This past season, Girardi, 41, managed for the first time and did a remarkable job with the Marlins. With its $15 million payroll, Florida was expected to be one of the worst teams in the National League. But under Girardi's guidance, the Marlins finished with a surprising 78-84 record and were in the Wild Card race for most of the second half. Girardi is a strong candidate for the National League Manager of the Year Award.
But Girardi was relieved of his duties on Tuesday after disputes with the Marlins' front office. Calls were placed to agent Steve Mandell about Girardi's interest in managing the Nationals, but they were not returned.
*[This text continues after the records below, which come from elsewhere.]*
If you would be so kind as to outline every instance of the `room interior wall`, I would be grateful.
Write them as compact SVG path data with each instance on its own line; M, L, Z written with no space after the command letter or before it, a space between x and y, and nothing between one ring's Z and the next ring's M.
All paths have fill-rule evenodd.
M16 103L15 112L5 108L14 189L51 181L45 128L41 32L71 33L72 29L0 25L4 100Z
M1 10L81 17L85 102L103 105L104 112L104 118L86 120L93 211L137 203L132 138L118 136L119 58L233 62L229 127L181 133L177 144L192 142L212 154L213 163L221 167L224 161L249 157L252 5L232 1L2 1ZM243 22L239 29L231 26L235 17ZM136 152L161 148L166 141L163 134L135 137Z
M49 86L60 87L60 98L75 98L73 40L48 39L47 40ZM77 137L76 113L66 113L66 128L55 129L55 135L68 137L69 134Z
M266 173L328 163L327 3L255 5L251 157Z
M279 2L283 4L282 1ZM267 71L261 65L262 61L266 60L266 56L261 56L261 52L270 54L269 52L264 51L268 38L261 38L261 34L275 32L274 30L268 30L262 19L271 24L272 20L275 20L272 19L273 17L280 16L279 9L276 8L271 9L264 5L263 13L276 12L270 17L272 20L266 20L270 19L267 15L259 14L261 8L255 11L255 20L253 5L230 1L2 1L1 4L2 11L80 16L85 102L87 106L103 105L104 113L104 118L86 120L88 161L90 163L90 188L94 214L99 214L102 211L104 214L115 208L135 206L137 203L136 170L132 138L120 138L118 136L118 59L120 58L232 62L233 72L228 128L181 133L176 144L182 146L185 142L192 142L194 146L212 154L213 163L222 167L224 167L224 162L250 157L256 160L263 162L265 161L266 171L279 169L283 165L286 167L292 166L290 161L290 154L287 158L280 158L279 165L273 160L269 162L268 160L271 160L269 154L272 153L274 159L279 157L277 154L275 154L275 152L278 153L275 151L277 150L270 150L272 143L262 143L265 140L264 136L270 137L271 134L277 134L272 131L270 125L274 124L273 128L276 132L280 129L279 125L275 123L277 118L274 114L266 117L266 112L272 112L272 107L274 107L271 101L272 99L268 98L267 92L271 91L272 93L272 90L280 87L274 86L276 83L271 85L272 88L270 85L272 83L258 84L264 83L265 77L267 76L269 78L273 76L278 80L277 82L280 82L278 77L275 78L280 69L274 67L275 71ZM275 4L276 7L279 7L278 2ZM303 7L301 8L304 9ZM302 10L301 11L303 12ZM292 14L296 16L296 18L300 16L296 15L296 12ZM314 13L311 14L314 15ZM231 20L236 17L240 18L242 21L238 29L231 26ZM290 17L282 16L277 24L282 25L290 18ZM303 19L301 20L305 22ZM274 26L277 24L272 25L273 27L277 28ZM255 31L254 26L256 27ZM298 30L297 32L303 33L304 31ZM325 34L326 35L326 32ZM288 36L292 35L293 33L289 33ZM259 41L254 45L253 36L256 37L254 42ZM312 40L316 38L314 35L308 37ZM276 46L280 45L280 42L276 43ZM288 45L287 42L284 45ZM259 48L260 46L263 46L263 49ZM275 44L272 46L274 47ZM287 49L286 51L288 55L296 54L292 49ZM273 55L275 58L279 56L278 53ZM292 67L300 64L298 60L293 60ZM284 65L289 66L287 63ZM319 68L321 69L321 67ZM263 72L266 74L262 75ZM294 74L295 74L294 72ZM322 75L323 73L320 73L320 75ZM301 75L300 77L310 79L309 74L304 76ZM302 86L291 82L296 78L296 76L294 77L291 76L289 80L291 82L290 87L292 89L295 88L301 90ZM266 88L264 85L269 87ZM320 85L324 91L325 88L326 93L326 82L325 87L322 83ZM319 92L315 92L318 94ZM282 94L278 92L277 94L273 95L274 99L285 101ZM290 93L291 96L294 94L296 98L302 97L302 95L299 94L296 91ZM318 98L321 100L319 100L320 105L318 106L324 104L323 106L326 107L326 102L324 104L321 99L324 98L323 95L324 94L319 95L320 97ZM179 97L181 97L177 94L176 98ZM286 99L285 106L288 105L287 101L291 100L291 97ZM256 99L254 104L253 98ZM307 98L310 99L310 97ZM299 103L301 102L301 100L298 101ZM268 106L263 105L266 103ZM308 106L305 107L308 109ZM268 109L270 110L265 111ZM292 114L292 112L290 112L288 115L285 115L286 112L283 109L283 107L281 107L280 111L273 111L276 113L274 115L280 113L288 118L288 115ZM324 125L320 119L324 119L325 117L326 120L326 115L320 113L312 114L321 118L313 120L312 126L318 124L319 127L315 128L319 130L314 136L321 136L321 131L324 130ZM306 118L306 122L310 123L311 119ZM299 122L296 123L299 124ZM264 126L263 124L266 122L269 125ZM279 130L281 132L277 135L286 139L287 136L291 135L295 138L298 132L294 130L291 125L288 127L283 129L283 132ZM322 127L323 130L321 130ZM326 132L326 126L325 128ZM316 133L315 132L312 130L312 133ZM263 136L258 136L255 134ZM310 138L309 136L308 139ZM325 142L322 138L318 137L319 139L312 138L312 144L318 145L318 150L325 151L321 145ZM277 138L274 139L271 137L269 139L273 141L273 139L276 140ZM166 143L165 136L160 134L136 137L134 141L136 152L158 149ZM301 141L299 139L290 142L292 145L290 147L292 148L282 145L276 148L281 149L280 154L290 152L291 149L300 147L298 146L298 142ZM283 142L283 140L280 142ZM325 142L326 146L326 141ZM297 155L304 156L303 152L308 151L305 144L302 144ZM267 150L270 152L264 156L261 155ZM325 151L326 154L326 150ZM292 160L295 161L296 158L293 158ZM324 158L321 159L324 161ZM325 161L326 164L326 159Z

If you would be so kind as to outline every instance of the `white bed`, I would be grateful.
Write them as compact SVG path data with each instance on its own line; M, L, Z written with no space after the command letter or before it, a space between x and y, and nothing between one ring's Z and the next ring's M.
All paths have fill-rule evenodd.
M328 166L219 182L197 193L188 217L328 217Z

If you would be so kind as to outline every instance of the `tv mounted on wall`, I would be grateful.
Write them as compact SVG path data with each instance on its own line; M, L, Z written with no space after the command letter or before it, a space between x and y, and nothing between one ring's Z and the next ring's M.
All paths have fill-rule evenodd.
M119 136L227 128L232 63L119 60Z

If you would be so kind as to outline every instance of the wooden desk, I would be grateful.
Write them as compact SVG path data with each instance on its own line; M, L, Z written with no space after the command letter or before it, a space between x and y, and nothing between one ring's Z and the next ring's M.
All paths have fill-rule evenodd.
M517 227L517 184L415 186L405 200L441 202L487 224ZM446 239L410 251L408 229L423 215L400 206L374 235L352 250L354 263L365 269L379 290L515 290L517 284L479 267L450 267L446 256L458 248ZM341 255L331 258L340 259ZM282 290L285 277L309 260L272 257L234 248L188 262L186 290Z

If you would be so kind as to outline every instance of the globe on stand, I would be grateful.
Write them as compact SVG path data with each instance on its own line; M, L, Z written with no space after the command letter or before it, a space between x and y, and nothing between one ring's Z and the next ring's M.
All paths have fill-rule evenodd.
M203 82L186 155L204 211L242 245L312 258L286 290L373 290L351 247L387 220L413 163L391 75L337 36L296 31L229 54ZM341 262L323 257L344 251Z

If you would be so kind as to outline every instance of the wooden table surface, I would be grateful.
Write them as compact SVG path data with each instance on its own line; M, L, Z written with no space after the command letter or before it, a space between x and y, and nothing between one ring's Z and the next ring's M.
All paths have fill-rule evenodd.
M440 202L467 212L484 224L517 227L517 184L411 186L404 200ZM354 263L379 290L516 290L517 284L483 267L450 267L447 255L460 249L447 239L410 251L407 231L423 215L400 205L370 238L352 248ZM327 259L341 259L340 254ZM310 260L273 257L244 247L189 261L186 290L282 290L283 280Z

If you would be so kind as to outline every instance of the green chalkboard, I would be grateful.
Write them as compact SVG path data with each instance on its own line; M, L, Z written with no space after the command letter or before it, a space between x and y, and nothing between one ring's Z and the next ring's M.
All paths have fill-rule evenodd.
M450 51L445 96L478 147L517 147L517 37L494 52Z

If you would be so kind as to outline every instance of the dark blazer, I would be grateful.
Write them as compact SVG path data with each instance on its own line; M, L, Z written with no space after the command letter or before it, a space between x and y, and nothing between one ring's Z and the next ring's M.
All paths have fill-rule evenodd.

In addition, published reports say that the Cubs, who dismissed skipper Dusty Baker on Monday, are also interested in Girardi's services. Girardi, an Illinois native, attended Northwestern University.
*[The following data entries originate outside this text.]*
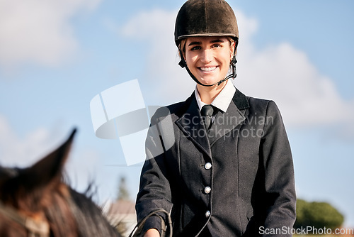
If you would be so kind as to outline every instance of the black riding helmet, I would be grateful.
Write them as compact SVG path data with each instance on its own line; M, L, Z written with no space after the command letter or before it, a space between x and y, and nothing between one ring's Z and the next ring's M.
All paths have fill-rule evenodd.
M175 42L180 51L179 65L185 67L190 77L199 84L205 87L218 85L229 78L235 78L236 57L231 62L232 74L212 85L200 83L190 72L183 56L181 40L193 36L229 36L239 43L239 29L234 11L224 0L188 0L181 8L176 19ZM236 50L235 50L236 53Z

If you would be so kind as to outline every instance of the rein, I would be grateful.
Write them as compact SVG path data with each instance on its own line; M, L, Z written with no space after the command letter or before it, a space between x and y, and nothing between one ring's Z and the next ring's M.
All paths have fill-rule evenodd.
M47 221L38 221L22 215L14 208L5 206L0 201L0 214L25 227L28 231L28 237L49 237L50 227Z

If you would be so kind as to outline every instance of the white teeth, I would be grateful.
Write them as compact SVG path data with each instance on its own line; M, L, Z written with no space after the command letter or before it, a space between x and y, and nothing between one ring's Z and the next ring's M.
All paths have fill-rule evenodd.
M211 72L215 70L217 67L200 67L200 70L203 72Z

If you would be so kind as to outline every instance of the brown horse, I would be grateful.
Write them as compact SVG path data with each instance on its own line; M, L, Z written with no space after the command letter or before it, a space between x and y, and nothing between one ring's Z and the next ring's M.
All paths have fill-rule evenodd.
M120 236L89 198L62 181L74 133L30 167L0 167L0 236Z

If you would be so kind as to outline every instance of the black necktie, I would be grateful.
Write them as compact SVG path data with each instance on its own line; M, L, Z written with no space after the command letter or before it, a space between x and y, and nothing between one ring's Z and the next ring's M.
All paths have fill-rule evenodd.
M212 106L210 104L205 105L202 106L200 111L200 114L204 120L204 123L205 124L205 129L207 131L210 128L210 123L212 123L212 116L214 112Z

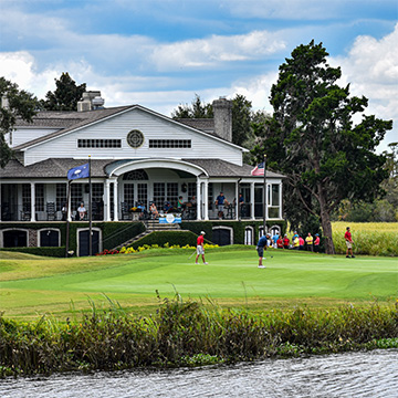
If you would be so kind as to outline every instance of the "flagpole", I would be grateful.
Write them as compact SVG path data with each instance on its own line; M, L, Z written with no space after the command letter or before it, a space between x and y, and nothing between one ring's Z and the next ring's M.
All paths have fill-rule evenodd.
M70 234L70 208L71 208L71 180L67 181L67 199L66 199L66 242L65 242L65 258L69 255L69 234Z
M93 255L93 201L92 201L92 184L91 184L91 155L88 155L88 255Z
M264 235L266 233L266 202L268 202L268 190L266 190L266 155L264 155L264 208L263 208L263 213L264 213Z

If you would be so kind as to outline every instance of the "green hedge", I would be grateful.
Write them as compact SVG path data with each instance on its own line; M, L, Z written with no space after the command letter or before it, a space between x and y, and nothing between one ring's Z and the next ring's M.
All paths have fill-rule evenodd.
M0 251L11 251L19 253L29 253L34 255L45 255L53 258L64 258L65 256L65 247L60 248L3 248Z
M88 222L70 222L70 239L69 250L77 251L77 229L88 228ZM93 228L102 230L103 249L113 249L123 244L127 240L138 235L145 231L143 222L93 222ZM1 229L25 229L25 230L40 230L45 228L59 229L61 233L61 248L4 248L7 251L19 251L24 253L32 253L38 255L50 256L65 256L66 245L66 223L65 222L51 222L51 223L1 223Z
Girardi is best known for his playing days with the Cubs, Rockies and Yankees. A respected catcher, Girardi won three World Series titles with New York.
Piniella, 63, is considered one of the best managers to ever put on a baseball uniform. He has managed 2,939 games and is a combined 1,519-1,420 with four teams -- the Yankees, Reds, Mariners and Devil Rays.
Piniella's best work came in 1990 and 2001. In 1990 he guided the Reds to their last World Series title, a four-game sweep over the Athletics. Eleven years later, the Mariners went 116-46 under Piniella, but lost to the Yankees in the American League Championship Series in five games.
Piniella last managed in 2005, with the Devil Rays, and spent this past season as a color analyst for FOX Sports. Some in the Nationals organization wonder if Piniella is willing to go through a rebuilding phase with the Nationals. He went through a similar phase with the Rays and had a tough time, going 200-285.
Piniella is a good friend of Bowden's. The two worked together when both were with the Reds, and Bowden has often praised Piniella for teaching him the art of hitting. Piniella also managed Jose Rijo and Barry Larkin, who are now in the Nationals' front office.
Other managerial candidates for the Nationals job include Tony Pena and Manny Acta.
In other news: The Nationals have been quiet about their meeting with Alfonso Soriano, which was supposed to have taken place on Wednesday. Calls placed to Soriano, Bowden and agent Diego Bentz were not returned.
Soriano is expected to be a free agent after the World Series. It was revealed by two sources this summer that Soriano would like to make more money than Dodgers shortstop Rafael Furcal, who signed for three years and $39 million last December. Soriano is looking for something in the range of five years and $80 million. The sources believe that Soriano is willing to backload the contract, realizing that that the Nationals are looking to build for the long-term future of the franchise.